I live in Escondido and work in La Jolla. There is a negative view of Escondido in the broader San Diego area due to a “community” that has historically controlled the city. That group is Ignorant Old Racist White People. The recent political change I hope will lead Escondido to finally be a part of the amazing diverse society of California that we are blessed to be part of. Viva Escondido !!!!

Mary December 30, 2018 at 11:03 am

Oh boy… and you are white to So is this making you racist to. ?And for your info previous major was not Caucasian ✌?

Beni Martinez December 12, 2018 at 4:22 am

I find it peculiar Ray Carney that your first comment is to disparage the Latino community. Shame on you sir.
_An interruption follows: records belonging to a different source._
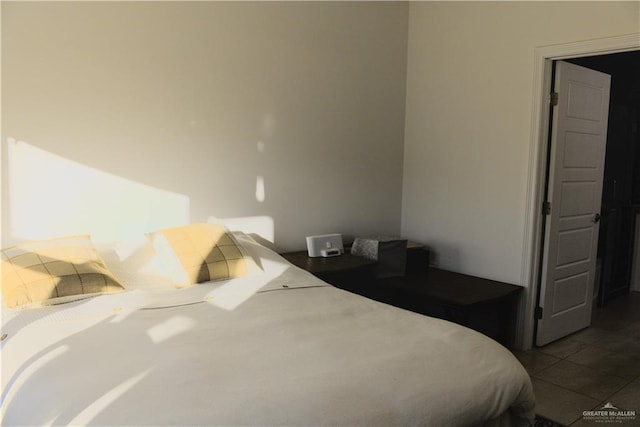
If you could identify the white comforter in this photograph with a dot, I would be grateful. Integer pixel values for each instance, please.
(280, 348)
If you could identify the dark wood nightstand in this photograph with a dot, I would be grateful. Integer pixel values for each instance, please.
(345, 271)
(488, 306)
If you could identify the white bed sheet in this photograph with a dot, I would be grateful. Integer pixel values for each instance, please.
(281, 348)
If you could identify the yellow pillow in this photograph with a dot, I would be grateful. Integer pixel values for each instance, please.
(200, 253)
(54, 271)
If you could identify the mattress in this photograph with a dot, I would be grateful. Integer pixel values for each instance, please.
(276, 348)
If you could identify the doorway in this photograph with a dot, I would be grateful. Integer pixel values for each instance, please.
(567, 280)
(621, 188)
(542, 72)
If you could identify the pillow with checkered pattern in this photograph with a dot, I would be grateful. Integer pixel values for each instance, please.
(54, 271)
(200, 253)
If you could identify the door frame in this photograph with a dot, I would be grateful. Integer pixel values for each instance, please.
(536, 171)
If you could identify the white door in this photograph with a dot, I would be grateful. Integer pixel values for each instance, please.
(576, 168)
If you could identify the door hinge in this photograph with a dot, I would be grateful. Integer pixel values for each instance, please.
(538, 313)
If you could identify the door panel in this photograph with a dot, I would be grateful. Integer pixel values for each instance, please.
(576, 167)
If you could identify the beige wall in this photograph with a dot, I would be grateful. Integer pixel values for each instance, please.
(468, 121)
(121, 117)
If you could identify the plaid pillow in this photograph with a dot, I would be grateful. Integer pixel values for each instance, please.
(54, 271)
(200, 253)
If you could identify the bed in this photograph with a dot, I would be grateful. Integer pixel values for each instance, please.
(274, 347)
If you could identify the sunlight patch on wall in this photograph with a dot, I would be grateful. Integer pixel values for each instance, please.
(52, 196)
(260, 225)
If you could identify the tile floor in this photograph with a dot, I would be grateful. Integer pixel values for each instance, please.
(592, 367)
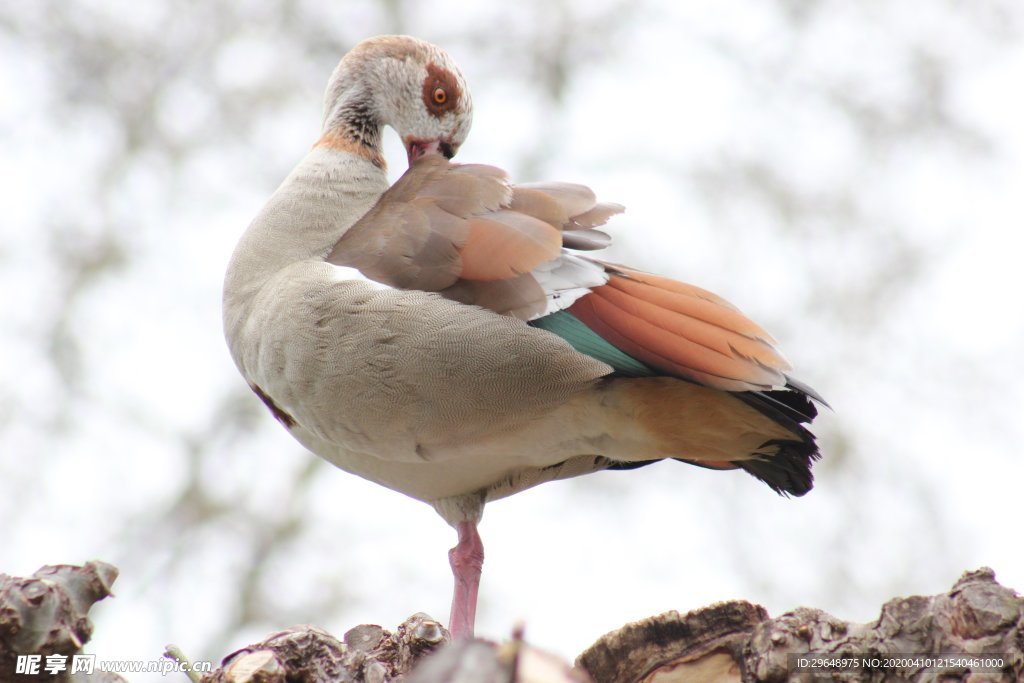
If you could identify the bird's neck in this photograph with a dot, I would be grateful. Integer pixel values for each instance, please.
(355, 128)
(330, 189)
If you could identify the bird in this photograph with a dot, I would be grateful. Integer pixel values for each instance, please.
(455, 338)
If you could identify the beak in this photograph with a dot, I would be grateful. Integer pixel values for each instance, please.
(416, 148)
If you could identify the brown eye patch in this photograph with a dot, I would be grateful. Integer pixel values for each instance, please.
(440, 90)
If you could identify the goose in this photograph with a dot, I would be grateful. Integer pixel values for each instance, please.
(454, 336)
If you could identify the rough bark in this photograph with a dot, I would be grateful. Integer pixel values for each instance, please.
(730, 642)
(913, 639)
(737, 642)
(47, 614)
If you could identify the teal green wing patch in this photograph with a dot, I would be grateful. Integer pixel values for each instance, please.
(585, 340)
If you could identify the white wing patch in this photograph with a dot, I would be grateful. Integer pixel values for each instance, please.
(566, 279)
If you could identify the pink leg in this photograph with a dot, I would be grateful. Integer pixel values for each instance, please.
(467, 560)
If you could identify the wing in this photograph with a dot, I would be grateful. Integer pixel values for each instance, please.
(464, 231)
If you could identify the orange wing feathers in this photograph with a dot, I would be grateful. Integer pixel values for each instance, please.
(682, 330)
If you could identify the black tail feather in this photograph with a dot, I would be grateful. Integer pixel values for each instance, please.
(785, 464)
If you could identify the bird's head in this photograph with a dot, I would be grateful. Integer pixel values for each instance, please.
(402, 82)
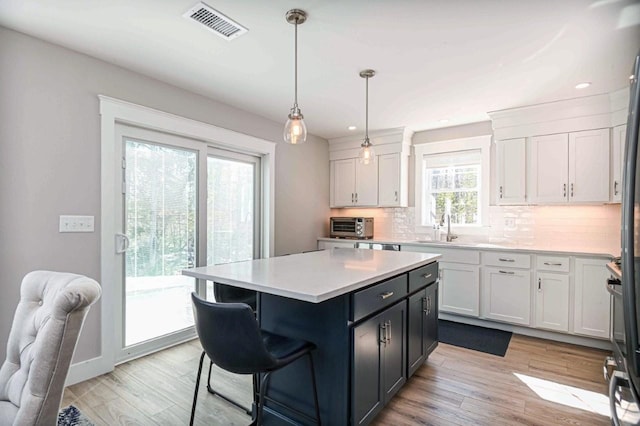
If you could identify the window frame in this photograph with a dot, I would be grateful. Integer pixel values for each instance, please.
(481, 143)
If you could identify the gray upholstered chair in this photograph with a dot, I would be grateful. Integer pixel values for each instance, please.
(43, 336)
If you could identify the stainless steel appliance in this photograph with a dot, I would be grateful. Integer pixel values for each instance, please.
(379, 246)
(624, 382)
(351, 227)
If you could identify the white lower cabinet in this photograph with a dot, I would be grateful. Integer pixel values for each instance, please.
(324, 245)
(591, 300)
(552, 301)
(506, 295)
(459, 289)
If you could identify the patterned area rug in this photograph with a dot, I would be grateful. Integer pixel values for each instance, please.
(71, 416)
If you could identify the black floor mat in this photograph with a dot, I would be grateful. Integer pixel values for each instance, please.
(481, 339)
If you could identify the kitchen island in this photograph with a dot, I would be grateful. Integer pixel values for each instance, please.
(372, 315)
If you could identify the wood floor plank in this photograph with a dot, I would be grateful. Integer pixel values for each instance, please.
(533, 384)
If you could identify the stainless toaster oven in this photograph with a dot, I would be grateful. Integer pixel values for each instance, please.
(351, 227)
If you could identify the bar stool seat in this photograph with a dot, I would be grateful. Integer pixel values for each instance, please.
(231, 338)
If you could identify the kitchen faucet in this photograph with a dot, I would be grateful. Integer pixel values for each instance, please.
(450, 236)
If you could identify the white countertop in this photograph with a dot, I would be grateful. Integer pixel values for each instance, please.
(315, 276)
(565, 250)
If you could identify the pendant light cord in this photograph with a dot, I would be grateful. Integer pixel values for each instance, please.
(366, 109)
(295, 101)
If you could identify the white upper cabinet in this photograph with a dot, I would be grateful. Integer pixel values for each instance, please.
(617, 162)
(548, 168)
(589, 166)
(511, 168)
(571, 167)
(354, 184)
(392, 180)
(385, 183)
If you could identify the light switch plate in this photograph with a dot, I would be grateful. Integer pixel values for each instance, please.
(71, 223)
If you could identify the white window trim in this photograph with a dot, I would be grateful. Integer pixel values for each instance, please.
(483, 143)
(113, 111)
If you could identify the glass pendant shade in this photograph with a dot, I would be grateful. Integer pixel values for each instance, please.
(367, 155)
(295, 131)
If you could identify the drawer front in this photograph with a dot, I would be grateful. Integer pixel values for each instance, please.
(552, 263)
(423, 276)
(506, 259)
(374, 298)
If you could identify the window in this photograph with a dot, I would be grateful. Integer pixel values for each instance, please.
(452, 187)
(452, 179)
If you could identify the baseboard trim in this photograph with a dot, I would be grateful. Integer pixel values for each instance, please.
(533, 332)
(85, 370)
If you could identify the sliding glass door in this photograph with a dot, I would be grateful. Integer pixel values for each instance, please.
(171, 187)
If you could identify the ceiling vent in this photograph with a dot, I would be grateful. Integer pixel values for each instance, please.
(215, 21)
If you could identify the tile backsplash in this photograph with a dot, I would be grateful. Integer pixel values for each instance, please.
(594, 229)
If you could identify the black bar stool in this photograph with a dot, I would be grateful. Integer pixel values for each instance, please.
(232, 340)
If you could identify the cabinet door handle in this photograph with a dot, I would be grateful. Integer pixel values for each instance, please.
(386, 295)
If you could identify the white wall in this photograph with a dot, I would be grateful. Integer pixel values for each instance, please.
(50, 164)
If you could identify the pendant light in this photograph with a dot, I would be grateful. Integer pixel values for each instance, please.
(295, 131)
(367, 155)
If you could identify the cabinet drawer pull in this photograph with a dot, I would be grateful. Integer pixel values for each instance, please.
(383, 333)
(386, 295)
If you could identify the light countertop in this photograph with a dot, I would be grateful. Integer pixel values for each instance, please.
(315, 276)
(567, 250)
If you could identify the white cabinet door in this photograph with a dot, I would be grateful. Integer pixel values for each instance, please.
(506, 295)
(552, 301)
(591, 300)
(459, 291)
(617, 162)
(589, 166)
(511, 159)
(366, 184)
(344, 182)
(392, 180)
(548, 171)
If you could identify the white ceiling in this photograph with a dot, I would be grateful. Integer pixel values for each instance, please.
(434, 59)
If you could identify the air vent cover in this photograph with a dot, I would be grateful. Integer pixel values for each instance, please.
(215, 21)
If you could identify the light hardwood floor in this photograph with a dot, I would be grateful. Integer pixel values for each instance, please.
(538, 382)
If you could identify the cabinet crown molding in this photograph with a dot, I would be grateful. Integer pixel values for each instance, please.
(570, 115)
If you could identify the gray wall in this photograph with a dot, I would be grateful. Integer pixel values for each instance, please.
(50, 164)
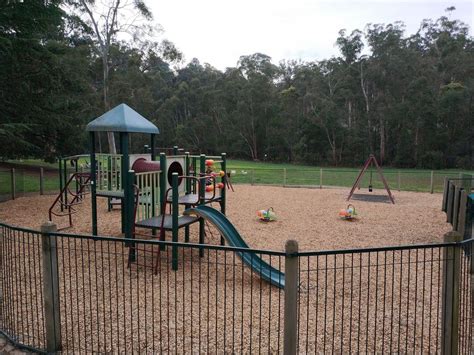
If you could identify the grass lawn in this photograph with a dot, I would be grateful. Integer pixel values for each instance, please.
(272, 173)
(27, 182)
(269, 173)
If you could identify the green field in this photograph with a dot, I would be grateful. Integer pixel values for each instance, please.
(288, 174)
(27, 182)
(264, 173)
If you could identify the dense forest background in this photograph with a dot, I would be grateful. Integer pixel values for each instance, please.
(408, 98)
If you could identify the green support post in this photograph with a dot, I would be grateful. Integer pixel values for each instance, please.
(124, 172)
(109, 182)
(152, 147)
(202, 196)
(195, 174)
(186, 169)
(153, 187)
(162, 187)
(162, 182)
(174, 221)
(76, 170)
(93, 186)
(188, 190)
(65, 180)
(129, 215)
(223, 190)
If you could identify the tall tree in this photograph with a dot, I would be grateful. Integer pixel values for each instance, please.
(105, 20)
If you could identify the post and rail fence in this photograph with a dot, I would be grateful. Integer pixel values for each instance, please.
(81, 293)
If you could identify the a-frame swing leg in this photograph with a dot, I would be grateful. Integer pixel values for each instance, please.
(359, 177)
(384, 181)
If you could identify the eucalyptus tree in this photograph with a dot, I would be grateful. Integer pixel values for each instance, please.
(104, 21)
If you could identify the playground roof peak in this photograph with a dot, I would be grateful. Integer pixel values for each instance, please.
(122, 118)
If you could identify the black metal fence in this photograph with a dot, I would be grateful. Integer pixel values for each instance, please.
(84, 293)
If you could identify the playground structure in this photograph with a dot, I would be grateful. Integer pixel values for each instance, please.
(145, 188)
(215, 300)
(368, 165)
(128, 308)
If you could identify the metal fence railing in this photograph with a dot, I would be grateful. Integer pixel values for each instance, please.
(84, 293)
(382, 300)
(424, 181)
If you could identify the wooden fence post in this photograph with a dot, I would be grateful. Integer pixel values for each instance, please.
(13, 183)
(291, 298)
(51, 288)
(450, 294)
(41, 181)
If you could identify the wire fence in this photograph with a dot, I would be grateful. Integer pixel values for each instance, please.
(19, 182)
(90, 294)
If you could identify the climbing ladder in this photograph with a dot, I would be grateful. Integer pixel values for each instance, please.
(67, 199)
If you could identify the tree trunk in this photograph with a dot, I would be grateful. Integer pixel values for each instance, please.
(110, 135)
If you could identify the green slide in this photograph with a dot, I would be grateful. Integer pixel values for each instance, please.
(233, 238)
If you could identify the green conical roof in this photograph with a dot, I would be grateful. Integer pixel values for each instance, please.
(122, 118)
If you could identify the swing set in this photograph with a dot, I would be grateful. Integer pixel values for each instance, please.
(368, 164)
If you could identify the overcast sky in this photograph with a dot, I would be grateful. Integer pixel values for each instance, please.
(218, 32)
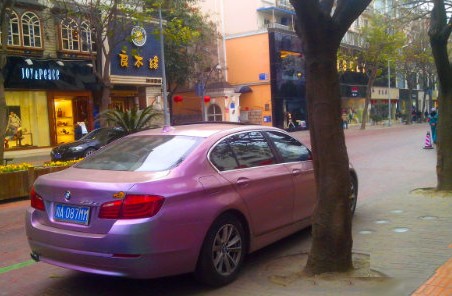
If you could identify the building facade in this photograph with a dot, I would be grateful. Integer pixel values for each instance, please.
(50, 84)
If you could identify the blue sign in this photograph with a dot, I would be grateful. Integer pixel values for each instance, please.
(263, 76)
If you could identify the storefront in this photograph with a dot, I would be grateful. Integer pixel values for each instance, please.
(288, 81)
(46, 98)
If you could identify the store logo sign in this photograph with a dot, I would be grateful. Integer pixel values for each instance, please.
(40, 74)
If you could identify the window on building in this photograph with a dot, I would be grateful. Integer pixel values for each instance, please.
(88, 43)
(75, 37)
(69, 35)
(14, 32)
(31, 30)
(214, 113)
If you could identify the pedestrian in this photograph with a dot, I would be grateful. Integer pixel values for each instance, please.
(433, 121)
(290, 123)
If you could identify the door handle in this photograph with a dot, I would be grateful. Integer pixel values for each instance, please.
(296, 172)
(242, 182)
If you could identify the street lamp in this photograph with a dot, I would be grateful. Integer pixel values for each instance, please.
(389, 94)
(204, 90)
(166, 114)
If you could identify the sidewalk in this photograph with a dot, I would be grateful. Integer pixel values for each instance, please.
(403, 239)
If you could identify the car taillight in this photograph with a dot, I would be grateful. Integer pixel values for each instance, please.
(132, 207)
(36, 200)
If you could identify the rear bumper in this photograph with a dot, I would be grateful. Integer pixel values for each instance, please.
(120, 252)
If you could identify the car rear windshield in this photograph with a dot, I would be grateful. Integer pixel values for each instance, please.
(142, 153)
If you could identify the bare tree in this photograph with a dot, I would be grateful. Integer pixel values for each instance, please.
(321, 25)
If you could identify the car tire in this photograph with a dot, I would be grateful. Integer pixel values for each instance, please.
(222, 253)
(89, 151)
(354, 193)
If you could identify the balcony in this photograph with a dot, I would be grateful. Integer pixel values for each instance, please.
(277, 14)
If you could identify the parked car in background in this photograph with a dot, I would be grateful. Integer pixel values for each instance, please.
(185, 199)
(86, 145)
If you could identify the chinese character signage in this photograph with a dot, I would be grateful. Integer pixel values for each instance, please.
(138, 53)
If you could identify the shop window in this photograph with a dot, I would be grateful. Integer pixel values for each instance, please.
(31, 30)
(64, 120)
(214, 113)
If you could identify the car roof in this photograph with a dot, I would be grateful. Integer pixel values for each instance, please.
(204, 129)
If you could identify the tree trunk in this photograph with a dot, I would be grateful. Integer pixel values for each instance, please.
(321, 26)
(439, 33)
(331, 230)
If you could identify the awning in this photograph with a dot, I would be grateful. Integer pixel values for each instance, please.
(243, 89)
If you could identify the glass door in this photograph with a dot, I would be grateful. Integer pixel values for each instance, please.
(64, 121)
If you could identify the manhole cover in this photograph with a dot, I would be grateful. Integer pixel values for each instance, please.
(428, 217)
(365, 232)
(400, 229)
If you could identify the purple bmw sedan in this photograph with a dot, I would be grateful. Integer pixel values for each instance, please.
(185, 199)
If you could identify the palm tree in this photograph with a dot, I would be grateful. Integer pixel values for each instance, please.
(132, 120)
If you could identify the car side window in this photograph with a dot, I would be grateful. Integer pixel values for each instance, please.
(290, 149)
(251, 150)
(244, 150)
(222, 157)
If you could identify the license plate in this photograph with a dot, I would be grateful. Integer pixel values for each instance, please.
(72, 214)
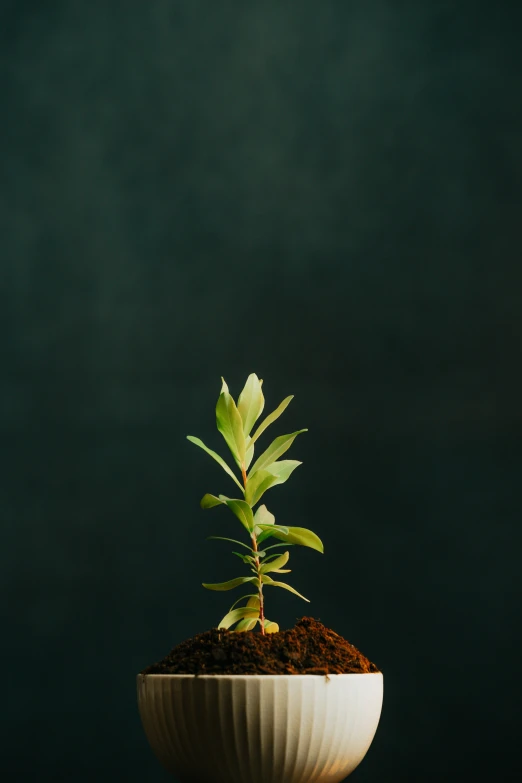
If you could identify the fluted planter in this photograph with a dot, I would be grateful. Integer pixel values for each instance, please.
(260, 728)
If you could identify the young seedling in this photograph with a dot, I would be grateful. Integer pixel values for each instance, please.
(235, 422)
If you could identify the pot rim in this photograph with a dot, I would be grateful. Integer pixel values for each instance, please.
(260, 676)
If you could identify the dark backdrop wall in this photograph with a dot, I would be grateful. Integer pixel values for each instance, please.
(327, 194)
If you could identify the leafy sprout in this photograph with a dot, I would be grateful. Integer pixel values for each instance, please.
(235, 421)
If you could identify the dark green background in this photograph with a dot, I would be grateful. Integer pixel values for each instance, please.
(327, 194)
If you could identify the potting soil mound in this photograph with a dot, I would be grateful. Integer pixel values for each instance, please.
(308, 648)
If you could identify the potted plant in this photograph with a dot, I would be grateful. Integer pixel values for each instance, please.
(231, 706)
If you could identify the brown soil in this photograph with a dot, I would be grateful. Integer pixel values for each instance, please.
(308, 648)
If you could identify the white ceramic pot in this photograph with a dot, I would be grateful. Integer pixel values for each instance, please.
(241, 728)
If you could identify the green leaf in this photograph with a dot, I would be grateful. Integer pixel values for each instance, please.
(230, 425)
(249, 452)
(258, 485)
(271, 530)
(246, 625)
(248, 595)
(218, 459)
(263, 516)
(234, 541)
(250, 403)
(272, 417)
(276, 473)
(273, 546)
(274, 451)
(271, 583)
(283, 469)
(238, 614)
(279, 562)
(222, 586)
(296, 535)
(243, 512)
(209, 501)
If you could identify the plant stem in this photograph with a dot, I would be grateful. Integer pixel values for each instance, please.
(258, 565)
(261, 601)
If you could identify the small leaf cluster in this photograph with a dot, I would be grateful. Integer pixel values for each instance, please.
(235, 421)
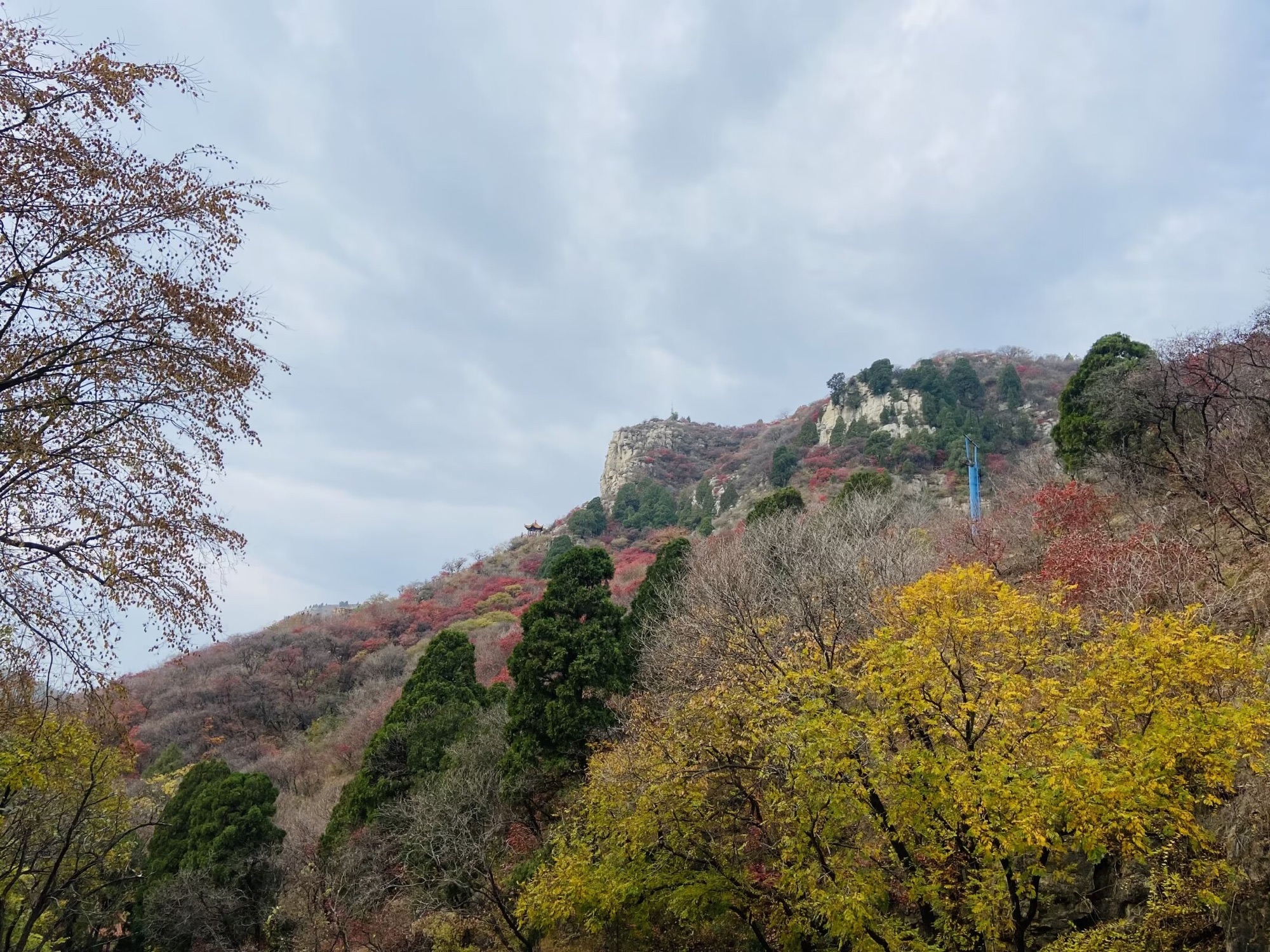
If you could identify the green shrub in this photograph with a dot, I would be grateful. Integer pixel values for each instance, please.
(645, 506)
(559, 546)
(576, 654)
(590, 520)
(1010, 388)
(788, 499)
(866, 483)
(1083, 431)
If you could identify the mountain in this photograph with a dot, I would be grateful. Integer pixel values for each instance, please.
(300, 699)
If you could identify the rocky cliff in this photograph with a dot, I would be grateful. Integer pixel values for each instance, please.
(675, 453)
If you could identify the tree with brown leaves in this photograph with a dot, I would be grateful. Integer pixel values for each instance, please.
(125, 367)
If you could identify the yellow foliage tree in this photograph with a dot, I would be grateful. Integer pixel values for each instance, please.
(68, 832)
(980, 750)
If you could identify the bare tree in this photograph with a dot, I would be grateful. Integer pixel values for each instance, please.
(124, 366)
(1194, 425)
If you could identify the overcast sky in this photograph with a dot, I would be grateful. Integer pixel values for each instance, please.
(501, 230)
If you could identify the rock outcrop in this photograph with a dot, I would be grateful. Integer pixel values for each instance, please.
(902, 414)
(674, 453)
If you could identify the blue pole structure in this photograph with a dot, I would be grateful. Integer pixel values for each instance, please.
(972, 463)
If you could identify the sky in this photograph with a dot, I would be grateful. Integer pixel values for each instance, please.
(502, 230)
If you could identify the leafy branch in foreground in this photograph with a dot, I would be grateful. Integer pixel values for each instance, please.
(124, 366)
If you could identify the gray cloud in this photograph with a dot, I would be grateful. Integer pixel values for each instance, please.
(501, 232)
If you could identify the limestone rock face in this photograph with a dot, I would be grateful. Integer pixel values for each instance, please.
(674, 453)
(907, 411)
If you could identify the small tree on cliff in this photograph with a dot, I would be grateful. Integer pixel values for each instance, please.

SoCal Baker December 12, 2018 at 12:41 pm

Well, living in Escondido, that community has pretty much destroyed Escondido, from crime, to schools, to gangs, etc. I don’t blame people for being poor, but I do blame people for not taking care of the community and letting their kids roam the streets and join gangs and destroy public property and shoot and kill innocent bystanders. They don’t care about education of how well their kids are doing in school, or how living 9 to a room impacts the neighbors. I can go on and on, but it won’t help because the standards are for some reason different for the Latino community then for the Anglos and that will never change.

Nina Deerfield December 10, 2018 at 6:41 pm

This article is one more in a series of articles about Escondido that is full of inaccuracies. After your articles that made mountains out of molehills here is yet another example. You state that McNamara did not respond to your request for comment. Mac did respond and told you he was not ready to speak to you until all the votes had been counted and he had been sworn in. Get it right or don’t write it!

Ray Carney December 7, 2018 at 1:08 pm

I see Escondido becoming Tijuana Norte.